Numspot se projette ainsi comme un outil d’industrialisation du cloud souverain, capable d’être fourni en marque blanche et de structurer des écosystèmes locaux ou nationaux sans exiger des investissements massifs dans une pile cloud complète. Cette approche tranche avec les modèles traditionnels du cloud souverain, souvent enfermés dans une logique nationale ou dans une dépendance forte à un fournisseur unique.

La plateforme devient alors un levier de mutualisation, de standardisation et de montée en maturité, plus qu’un simple catalogue de services. « Hybride, portable, coexistence », résume Gaspard Plantrou, en décrivant une posture assumée de complément des hyperscalers plutôt que de substitution frontale.

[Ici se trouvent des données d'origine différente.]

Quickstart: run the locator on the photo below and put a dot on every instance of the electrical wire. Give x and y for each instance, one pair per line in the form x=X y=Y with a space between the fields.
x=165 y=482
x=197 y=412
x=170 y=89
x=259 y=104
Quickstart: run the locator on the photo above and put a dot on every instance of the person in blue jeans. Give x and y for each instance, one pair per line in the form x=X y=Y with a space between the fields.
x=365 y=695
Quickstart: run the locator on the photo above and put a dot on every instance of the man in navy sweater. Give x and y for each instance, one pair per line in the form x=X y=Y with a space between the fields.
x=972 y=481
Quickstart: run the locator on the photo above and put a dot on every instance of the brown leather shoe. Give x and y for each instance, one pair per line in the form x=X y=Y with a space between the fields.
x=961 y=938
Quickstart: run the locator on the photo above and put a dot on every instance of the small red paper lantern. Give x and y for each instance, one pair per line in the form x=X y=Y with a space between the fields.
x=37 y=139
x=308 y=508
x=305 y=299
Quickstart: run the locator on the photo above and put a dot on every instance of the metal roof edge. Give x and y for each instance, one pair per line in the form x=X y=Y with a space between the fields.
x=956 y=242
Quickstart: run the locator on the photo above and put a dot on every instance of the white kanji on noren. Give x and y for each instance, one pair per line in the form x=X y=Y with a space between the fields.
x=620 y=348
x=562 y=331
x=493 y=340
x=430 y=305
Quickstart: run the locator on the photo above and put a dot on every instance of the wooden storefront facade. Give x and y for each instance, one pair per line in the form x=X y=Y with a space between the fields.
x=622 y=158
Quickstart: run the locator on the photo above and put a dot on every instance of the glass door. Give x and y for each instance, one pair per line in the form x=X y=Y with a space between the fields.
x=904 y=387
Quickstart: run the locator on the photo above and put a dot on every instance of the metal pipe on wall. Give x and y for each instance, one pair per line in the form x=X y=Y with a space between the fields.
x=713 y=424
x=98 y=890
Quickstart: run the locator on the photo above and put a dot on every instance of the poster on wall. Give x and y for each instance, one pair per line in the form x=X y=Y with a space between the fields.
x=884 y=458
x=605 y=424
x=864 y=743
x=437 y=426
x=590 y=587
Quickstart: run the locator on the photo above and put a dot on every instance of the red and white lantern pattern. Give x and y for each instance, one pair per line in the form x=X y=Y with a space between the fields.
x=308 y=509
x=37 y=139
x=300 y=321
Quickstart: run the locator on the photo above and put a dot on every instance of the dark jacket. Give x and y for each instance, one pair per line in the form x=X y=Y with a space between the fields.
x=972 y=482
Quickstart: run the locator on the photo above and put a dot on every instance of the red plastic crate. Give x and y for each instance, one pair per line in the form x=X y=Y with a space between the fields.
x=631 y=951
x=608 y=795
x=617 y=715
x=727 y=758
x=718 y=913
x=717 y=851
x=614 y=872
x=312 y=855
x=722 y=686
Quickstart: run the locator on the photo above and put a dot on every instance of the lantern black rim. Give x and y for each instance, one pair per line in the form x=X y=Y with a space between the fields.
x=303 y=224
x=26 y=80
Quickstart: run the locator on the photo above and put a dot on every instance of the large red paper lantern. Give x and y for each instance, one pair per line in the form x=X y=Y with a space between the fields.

Open source, services managés et accélération des usages

Sur le plan technologique, Numspot revendique une approche « open source first » sans ambiguïté. « On ne crée aucune technologie, c’est un empilement judicieux et pertinent », explique le chief product officer. La valeur ne réside pas dans l’invention de briques nouvelles, mais dans leur intégration, leur opérabilité et leur cohérence au sein d’une plateforme unique.

Concrètement, Numspot propose aujourd’hui un socle d’environ sept services PaaS managés, couvrant Kubernetes, des bases de données, un registre de conteneurs, la gestion des secrets et, à venir, l’observabilité et des services de données complémentaires. L’objectif affiché est de couvrir près de 80 % des workloads classiques, y compris dans des contextes hybrides ou souverains.

Cette capacité d’intégration rapide constitue un argument clé. « On est capable de faire une démo POC en moins d’une semaine, et un produit à 80 % intégré », affirme Gaspard Plantrou, en mettant en avant une plateforme conçue aussi pour accélérer les partenariats logiciels, notamment avec des éditeurs encore peu cloud natifs.

Une approche pragmatique de l’IA, centrée sur l’opérabilité

Sur l’intelligence artificielle, l’écart entre le discours marketing habituel et la posture de Numspot est notable. L’entreprise ne cherche pas à multiplier les annonces de modèles ou de catalogues de LLM. « On n’est pas dans la course à la liste de LLM », tranche le responsable produit. La valeur se situe ailleurs, dans l’outillage, le cycle de vie, l’isolation et la gouvernance des modèles.

Numspot applique ici un principe revendiqué de dogfooding. « Nous sommes notre propre client », rappelle Gaspard Plantrou. Les solutions IA proposées sont d’abord déployées et éprouvées en interne, afin d’identifier les points de friction liés au déploiement, à la maintenance et à l’évolution des modèles. Ce retour d’expérience alimente ensuite l’offre destinée aux clients, dans une logique de services et de cadres opérables plutôt que de promesses génériques.

Une trajectoire encore à consolider

À ce stade, Numspot ne cherche pas à se détacher d’Outscale, mais à s’en affranchir fonctionnellement. La distinction est essentielle. L’infrastructure souveraine demeure un socle critique, notamment pour les exigences SecNumCloud et HDS, mais la valeur stratégique se déplace vers la plateforme elle-même, conçue comme un plan de contrôle portable et européen.

Reste à transformer cette ambition en réalité industrielle à grande échelle. La capacité à conclure des partenariats hors de France, à maintenir une cohérence forte entre des environnements hétérogènes, et à convaincre des écosystèmes locaux de s’appuyer sur cette plateforme, constituera le véritable test de maturité de la démarche. Numspot esquisse ainsi une voie médiane entre dépendance aux hyperscalers et souveraineté intégrale, en pariant sur la modularité, l’ouverture et l’opérabilité comme leviers de confiance numérique.